Douglas Otis dotis at mail-abuse.org
Wed Aug 5 18:12:32 UTC 2009


On 8/5/09 9:48 AM, John Levine wrote:
> Other than DNSSEC, I'm aware of these relatively simple hacks to add
> entropy to DNS queries.
>
> 1) Random query ID
>
> 2) Random source port
>
> 3) Random case in queries, e.g. GooGLe.CoM
>
> 4) Ask twice (with different values for the first three hacks) and
> compare the answers

DNSSEC introduces vulnerabilities, such as reflected attacks and 
fragmentation related exploits that might poison glue, where perhaps 
asking twice might still be needed.

Modern implementations use random 16 bit transaction IDs.  Interposed 
NATs may impair effectiveness of random source ports.  Use of random 
query cases may not offer an entropy increase in some instances.  Asking 
twice, although doubling resource consumption and latency, offers an 
increase in entropy that works best when queried serially.

Establishing SCTP as a preferred DNS transport offers a safe harbor for 
major ISPs.  SCTP protects against both spoofed and reflected attack. 
Use of persistent SCTP associations can provide lower latency than that 
found using TCP fallback, TCP only, or repeated queries.  SCTP also 
better deals with attack related congestion.

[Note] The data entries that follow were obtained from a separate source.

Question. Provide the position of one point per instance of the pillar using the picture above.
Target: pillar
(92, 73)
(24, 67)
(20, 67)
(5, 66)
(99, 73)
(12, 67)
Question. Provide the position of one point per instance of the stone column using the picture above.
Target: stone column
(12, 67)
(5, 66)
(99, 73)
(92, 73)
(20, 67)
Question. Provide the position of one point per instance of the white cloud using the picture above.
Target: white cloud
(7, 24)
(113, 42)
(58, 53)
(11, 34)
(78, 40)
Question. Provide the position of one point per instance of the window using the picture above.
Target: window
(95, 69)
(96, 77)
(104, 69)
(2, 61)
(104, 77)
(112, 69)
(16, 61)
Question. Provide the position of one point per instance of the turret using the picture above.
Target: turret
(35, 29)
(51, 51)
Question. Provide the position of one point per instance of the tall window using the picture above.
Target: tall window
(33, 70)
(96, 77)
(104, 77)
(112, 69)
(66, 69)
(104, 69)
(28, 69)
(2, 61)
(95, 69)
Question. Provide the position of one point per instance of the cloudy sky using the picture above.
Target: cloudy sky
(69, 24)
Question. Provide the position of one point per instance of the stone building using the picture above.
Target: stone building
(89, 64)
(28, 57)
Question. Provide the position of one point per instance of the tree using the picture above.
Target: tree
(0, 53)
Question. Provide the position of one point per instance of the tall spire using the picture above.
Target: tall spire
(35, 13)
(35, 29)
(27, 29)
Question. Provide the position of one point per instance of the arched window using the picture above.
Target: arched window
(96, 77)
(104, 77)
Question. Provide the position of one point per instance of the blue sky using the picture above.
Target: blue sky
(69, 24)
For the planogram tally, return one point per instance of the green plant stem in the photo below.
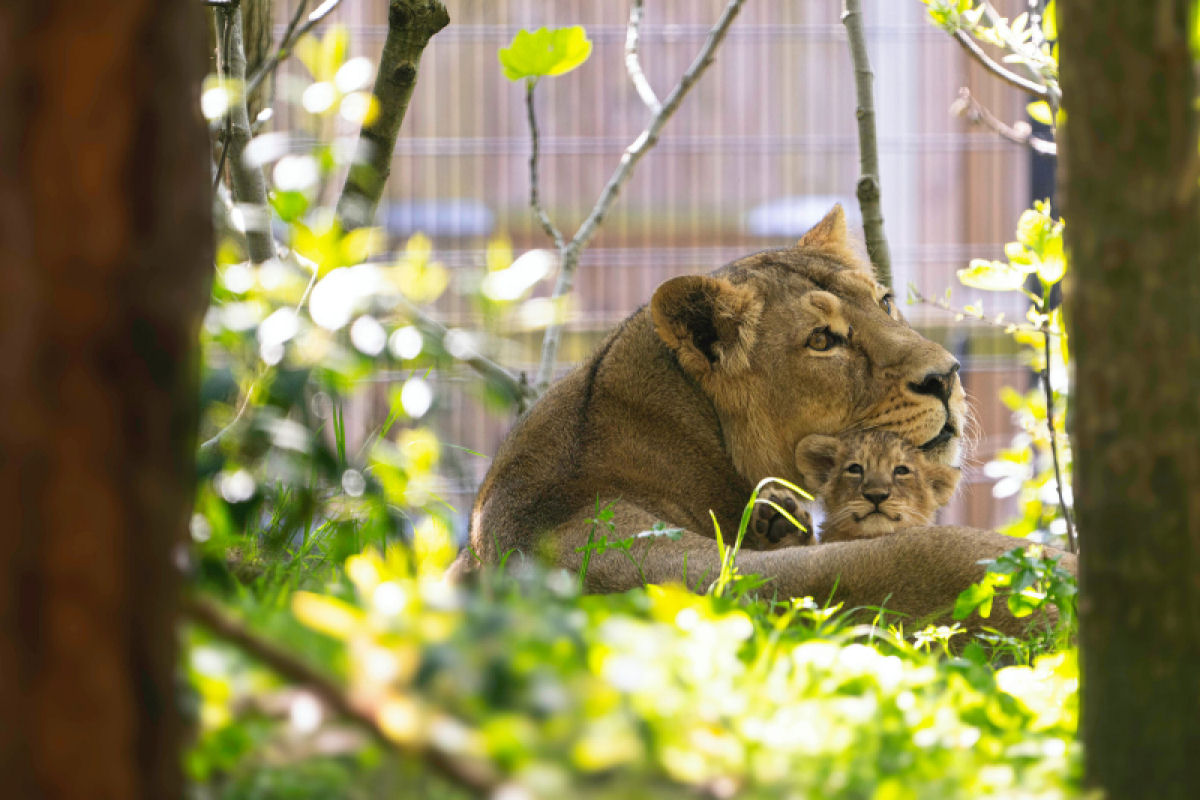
(868, 188)
(1072, 546)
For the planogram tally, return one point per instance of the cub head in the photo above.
(803, 341)
(873, 483)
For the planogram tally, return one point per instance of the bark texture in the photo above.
(1133, 233)
(105, 245)
(411, 25)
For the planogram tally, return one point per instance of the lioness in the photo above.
(699, 396)
(873, 483)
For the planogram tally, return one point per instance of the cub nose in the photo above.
(876, 495)
(939, 384)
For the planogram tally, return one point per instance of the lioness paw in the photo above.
(769, 529)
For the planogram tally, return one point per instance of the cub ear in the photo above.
(816, 457)
(827, 234)
(942, 481)
(708, 322)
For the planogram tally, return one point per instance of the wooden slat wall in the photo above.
(773, 118)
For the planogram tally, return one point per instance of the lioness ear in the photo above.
(708, 322)
(829, 233)
(942, 481)
(816, 457)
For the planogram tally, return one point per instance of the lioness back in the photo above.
(873, 483)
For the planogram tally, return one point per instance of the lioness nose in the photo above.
(876, 495)
(939, 384)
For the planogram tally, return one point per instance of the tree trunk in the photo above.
(105, 270)
(1131, 199)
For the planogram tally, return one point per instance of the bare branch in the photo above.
(1072, 546)
(994, 66)
(473, 776)
(631, 64)
(292, 35)
(629, 158)
(249, 185)
(411, 25)
(969, 108)
(534, 202)
(868, 188)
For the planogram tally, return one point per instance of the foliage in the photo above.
(545, 52)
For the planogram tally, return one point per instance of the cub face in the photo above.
(873, 483)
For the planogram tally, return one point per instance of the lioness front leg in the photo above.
(769, 529)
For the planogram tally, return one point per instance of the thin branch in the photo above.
(631, 64)
(495, 373)
(1001, 71)
(969, 108)
(292, 35)
(411, 25)
(1072, 546)
(977, 314)
(473, 776)
(1053, 96)
(569, 257)
(868, 188)
(534, 202)
(249, 185)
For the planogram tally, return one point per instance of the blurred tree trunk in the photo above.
(1131, 175)
(105, 270)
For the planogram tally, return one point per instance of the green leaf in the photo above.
(1039, 112)
(991, 276)
(977, 595)
(545, 52)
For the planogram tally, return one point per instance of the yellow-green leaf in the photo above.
(1039, 112)
(993, 276)
(545, 52)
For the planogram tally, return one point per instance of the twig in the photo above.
(222, 67)
(1019, 133)
(1054, 444)
(474, 776)
(249, 185)
(916, 296)
(1002, 72)
(868, 188)
(569, 256)
(631, 64)
(534, 202)
(1053, 96)
(411, 25)
(292, 35)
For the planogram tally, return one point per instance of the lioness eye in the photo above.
(821, 340)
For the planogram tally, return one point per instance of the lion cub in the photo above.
(873, 483)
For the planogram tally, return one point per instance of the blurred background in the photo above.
(757, 152)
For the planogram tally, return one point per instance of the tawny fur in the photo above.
(708, 390)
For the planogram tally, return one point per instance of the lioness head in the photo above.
(873, 483)
(793, 342)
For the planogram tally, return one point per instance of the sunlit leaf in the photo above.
(1039, 110)
(545, 52)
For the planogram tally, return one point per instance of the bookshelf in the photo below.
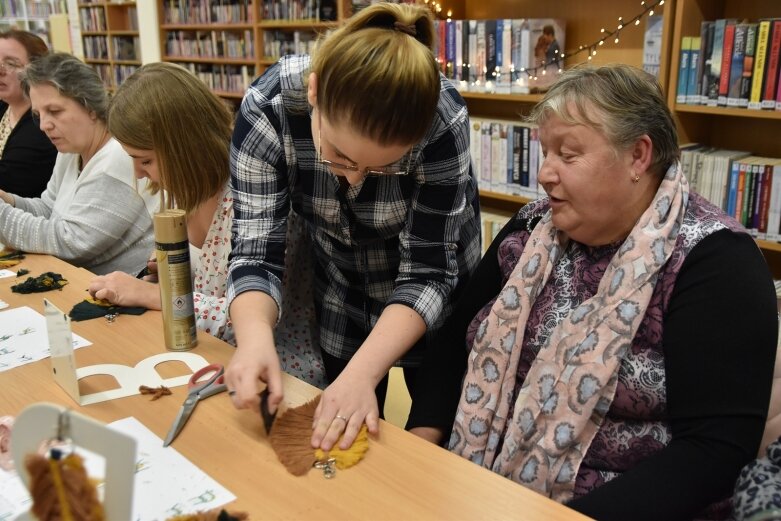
(110, 39)
(229, 44)
(31, 15)
(756, 131)
(583, 23)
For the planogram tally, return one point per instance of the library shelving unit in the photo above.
(228, 44)
(31, 15)
(583, 20)
(110, 39)
(756, 131)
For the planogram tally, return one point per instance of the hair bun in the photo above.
(404, 28)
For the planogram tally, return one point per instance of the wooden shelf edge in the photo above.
(227, 94)
(517, 98)
(725, 111)
(296, 24)
(239, 26)
(206, 59)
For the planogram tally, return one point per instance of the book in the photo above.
(736, 67)
(692, 93)
(652, 44)
(771, 72)
(547, 40)
(726, 61)
(760, 57)
(707, 30)
(748, 64)
(714, 77)
(683, 69)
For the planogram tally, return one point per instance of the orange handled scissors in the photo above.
(197, 391)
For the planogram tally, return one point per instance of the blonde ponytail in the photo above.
(378, 74)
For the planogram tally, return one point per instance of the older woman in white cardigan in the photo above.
(94, 213)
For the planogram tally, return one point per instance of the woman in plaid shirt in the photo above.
(368, 142)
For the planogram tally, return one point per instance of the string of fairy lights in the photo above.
(648, 8)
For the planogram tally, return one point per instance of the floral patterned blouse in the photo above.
(296, 335)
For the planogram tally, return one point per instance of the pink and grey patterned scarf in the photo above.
(572, 381)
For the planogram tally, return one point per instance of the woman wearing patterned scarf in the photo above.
(620, 333)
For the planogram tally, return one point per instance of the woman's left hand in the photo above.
(344, 407)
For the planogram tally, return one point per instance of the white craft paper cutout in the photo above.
(67, 375)
(39, 422)
(23, 338)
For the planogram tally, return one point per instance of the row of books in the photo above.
(122, 48)
(320, 10)
(32, 8)
(507, 56)
(126, 48)
(207, 11)
(279, 43)
(732, 64)
(226, 78)
(745, 186)
(113, 75)
(92, 19)
(210, 44)
(506, 156)
(95, 47)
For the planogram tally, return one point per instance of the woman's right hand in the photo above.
(122, 289)
(250, 365)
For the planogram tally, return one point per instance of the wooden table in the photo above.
(401, 477)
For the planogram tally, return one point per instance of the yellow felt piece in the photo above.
(348, 457)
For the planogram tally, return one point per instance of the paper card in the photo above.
(129, 378)
(23, 338)
(165, 483)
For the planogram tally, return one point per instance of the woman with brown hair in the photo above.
(26, 154)
(192, 170)
(369, 143)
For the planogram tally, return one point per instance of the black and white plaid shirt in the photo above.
(396, 239)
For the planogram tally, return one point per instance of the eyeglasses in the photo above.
(9, 66)
(396, 168)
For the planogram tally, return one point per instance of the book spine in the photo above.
(485, 154)
(490, 52)
(475, 145)
(726, 61)
(472, 76)
(450, 49)
(771, 74)
(707, 30)
(760, 57)
(764, 200)
(692, 96)
(740, 203)
(732, 191)
(458, 44)
(736, 67)
(525, 157)
(715, 63)
(748, 64)
(683, 69)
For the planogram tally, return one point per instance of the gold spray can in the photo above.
(172, 250)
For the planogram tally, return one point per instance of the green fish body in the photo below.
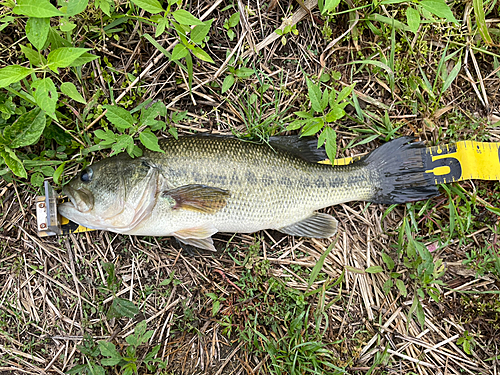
(202, 185)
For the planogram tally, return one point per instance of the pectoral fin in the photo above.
(199, 198)
(197, 236)
(317, 225)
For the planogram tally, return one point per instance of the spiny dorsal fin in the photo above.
(317, 225)
(303, 147)
(199, 198)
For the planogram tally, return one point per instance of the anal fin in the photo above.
(318, 225)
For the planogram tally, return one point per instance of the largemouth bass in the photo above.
(201, 185)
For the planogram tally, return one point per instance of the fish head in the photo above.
(114, 194)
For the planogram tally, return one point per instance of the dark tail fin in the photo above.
(398, 167)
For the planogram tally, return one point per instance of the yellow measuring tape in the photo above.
(465, 160)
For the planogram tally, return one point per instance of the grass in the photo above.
(408, 289)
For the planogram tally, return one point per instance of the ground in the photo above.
(399, 289)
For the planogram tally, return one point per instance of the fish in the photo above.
(200, 185)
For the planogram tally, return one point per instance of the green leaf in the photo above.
(123, 141)
(185, 18)
(202, 55)
(330, 5)
(76, 6)
(108, 349)
(160, 28)
(312, 127)
(45, 94)
(27, 129)
(150, 140)
(180, 51)
(451, 77)
(83, 59)
(119, 117)
(13, 162)
(64, 56)
(330, 142)
(36, 8)
(314, 93)
(244, 72)
(37, 31)
(35, 58)
(69, 89)
(413, 19)
(13, 73)
(374, 269)
(228, 82)
(149, 115)
(151, 6)
(124, 307)
(439, 8)
(199, 32)
(481, 21)
(319, 265)
(37, 179)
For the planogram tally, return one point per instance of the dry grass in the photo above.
(55, 291)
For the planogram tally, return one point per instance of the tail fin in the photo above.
(399, 171)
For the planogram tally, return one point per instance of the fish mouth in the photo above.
(80, 199)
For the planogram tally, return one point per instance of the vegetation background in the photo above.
(402, 289)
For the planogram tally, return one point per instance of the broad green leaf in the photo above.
(108, 349)
(330, 5)
(451, 77)
(124, 307)
(151, 6)
(36, 8)
(199, 32)
(481, 21)
(33, 56)
(69, 89)
(228, 83)
(179, 52)
(64, 56)
(13, 73)
(45, 94)
(66, 25)
(160, 28)
(119, 117)
(374, 269)
(312, 127)
(37, 31)
(202, 55)
(76, 6)
(413, 19)
(27, 129)
(123, 141)
(185, 18)
(234, 20)
(104, 5)
(149, 115)
(150, 140)
(440, 9)
(83, 59)
(314, 93)
(244, 72)
(13, 162)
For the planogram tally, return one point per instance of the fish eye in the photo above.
(86, 175)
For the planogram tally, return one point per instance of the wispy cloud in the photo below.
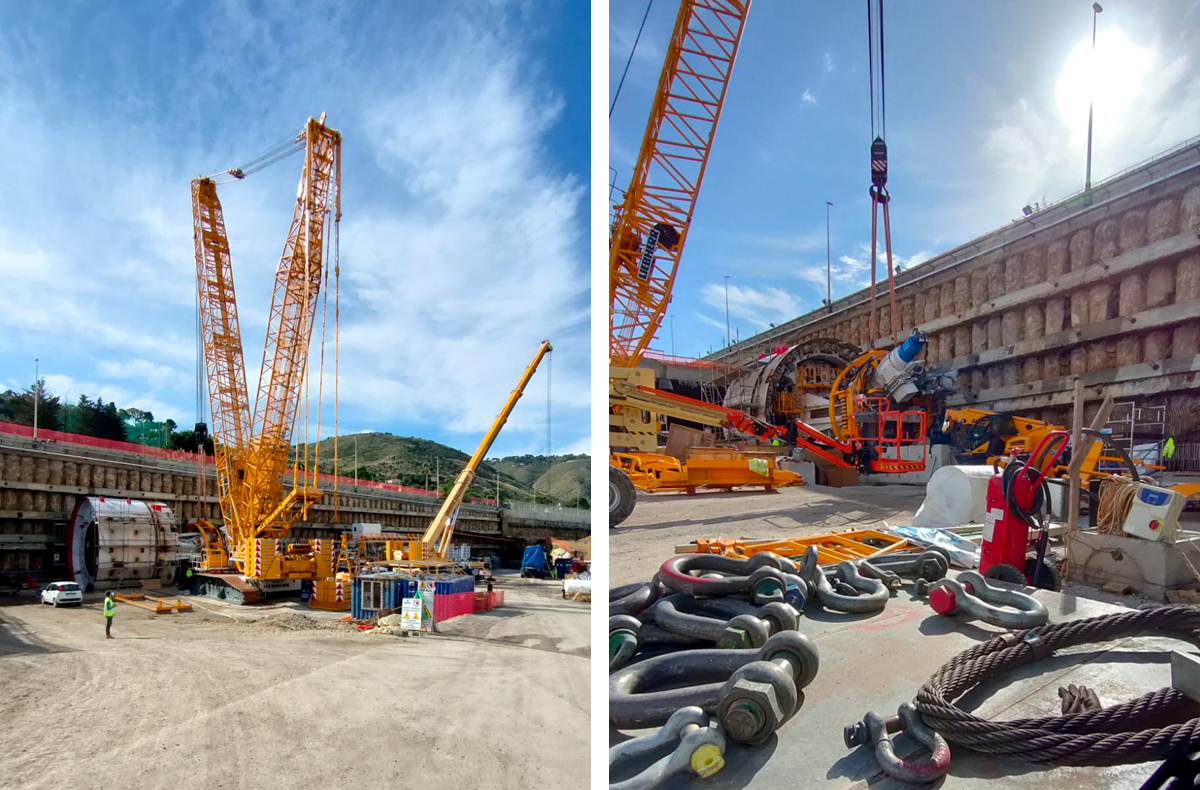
(1035, 148)
(462, 247)
(757, 306)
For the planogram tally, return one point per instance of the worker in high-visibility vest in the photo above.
(109, 610)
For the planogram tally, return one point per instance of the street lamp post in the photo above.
(1091, 101)
(729, 339)
(828, 261)
(36, 396)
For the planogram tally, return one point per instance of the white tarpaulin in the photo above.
(954, 496)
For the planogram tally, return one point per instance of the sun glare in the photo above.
(1115, 72)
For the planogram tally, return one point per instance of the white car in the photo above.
(61, 593)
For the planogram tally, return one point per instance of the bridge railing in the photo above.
(534, 512)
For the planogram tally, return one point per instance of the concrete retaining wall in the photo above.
(1104, 286)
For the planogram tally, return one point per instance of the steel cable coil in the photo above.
(1147, 728)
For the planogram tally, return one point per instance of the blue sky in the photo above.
(463, 241)
(987, 111)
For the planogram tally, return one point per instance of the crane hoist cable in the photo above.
(880, 196)
(631, 51)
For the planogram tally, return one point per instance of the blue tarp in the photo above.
(534, 557)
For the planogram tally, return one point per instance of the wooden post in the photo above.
(1080, 450)
(1077, 438)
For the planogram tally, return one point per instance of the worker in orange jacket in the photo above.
(109, 610)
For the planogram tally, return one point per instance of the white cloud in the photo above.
(756, 306)
(853, 271)
(144, 369)
(462, 247)
(1036, 147)
(486, 263)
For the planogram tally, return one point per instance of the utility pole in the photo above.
(1091, 101)
(828, 262)
(37, 395)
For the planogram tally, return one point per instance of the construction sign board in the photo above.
(411, 614)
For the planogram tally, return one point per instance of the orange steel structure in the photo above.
(832, 546)
(252, 447)
(652, 222)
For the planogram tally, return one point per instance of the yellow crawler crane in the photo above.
(249, 555)
(429, 554)
(651, 225)
(985, 436)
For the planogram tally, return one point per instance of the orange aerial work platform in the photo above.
(655, 472)
(832, 546)
(157, 605)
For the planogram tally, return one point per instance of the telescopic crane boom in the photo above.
(436, 540)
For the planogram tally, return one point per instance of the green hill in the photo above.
(430, 465)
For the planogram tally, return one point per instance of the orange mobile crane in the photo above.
(430, 552)
(249, 555)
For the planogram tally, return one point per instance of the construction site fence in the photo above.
(535, 512)
(683, 361)
(485, 600)
(1186, 458)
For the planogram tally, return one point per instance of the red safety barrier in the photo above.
(192, 458)
(453, 605)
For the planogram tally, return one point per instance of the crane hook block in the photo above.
(663, 235)
(879, 163)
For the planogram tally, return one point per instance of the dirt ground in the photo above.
(228, 698)
(661, 521)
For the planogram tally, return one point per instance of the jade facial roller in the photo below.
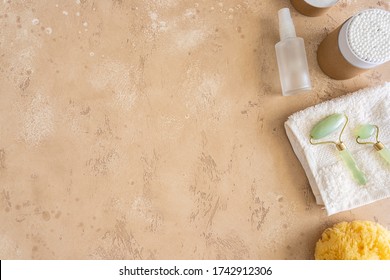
(329, 125)
(368, 130)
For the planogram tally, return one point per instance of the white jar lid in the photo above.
(364, 38)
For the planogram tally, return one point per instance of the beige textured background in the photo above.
(154, 130)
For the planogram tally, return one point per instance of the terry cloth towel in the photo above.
(330, 180)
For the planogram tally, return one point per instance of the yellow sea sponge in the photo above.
(357, 240)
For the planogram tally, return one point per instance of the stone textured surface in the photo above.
(154, 130)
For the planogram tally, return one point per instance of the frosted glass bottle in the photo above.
(291, 56)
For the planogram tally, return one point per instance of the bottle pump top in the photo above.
(286, 25)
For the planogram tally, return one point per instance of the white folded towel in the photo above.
(330, 180)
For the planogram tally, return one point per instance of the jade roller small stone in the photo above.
(366, 131)
(329, 125)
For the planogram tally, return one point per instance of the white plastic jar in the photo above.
(359, 44)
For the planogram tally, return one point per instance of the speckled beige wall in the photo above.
(154, 130)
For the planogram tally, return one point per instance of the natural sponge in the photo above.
(357, 240)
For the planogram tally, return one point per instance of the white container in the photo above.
(359, 44)
(291, 57)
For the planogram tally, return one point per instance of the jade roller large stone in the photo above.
(326, 127)
(366, 131)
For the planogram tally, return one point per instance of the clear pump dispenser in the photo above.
(291, 57)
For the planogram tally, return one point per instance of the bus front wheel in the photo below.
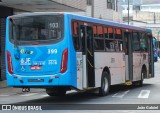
(105, 84)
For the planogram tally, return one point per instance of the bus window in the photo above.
(95, 31)
(119, 40)
(75, 35)
(100, 32)
(110, 42)
(135, 41)
(98, 38)
(143, 42)
(118, 34)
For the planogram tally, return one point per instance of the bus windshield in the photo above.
(36, 28)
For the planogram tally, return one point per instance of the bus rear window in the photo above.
(37, 28)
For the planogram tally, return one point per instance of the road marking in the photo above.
(144, 94)
(4, 95)
(120, 94)
(29, 94)
(46, 95)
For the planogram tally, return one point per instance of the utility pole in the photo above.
(128, 12)
(92, 10)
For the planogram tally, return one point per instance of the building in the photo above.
(103, 9)
(144, 13)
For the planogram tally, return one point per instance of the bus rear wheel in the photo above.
(55, 92)
(105, 84)
(143, 74)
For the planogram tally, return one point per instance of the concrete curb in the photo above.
(3, 84)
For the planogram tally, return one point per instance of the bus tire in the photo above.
(55, 92)
(105, 84)
(143, 74)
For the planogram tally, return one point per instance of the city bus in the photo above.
(155, 49)
(62, 51)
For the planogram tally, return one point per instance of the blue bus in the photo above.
(62, 51)
(155, 49)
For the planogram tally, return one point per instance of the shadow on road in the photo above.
(81, 97)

Once UDP is impaired by EDNS0 response sizes that exceed reassembly 
resources, or are preemptively dropped as a result, TCP must then 
dramatically scale up to offer the resilience achieved by UDP anycast. 
In this scenario, SCTP offers several benefits.  SCTP retains 
initialization state within cryptographically secured cookies, which 
provides significant protection against spoofed source resource 
exhaustion.  By first exchanging cookies, the network extends server 
state storage.  SCTP also better ensures against cache poisoning whether 
DNSSEC is used or not.

Having major providers support the SCTP option will mitigate disruptions 
caused by DNS DDoS attacks using less resources.  SCTP will also 
encourage use of IPv6, and improve proper SOHO router support.  When 
SCTP becomes used by HTTP, this further enhances DDoS resistance for 
even critical web related services as well.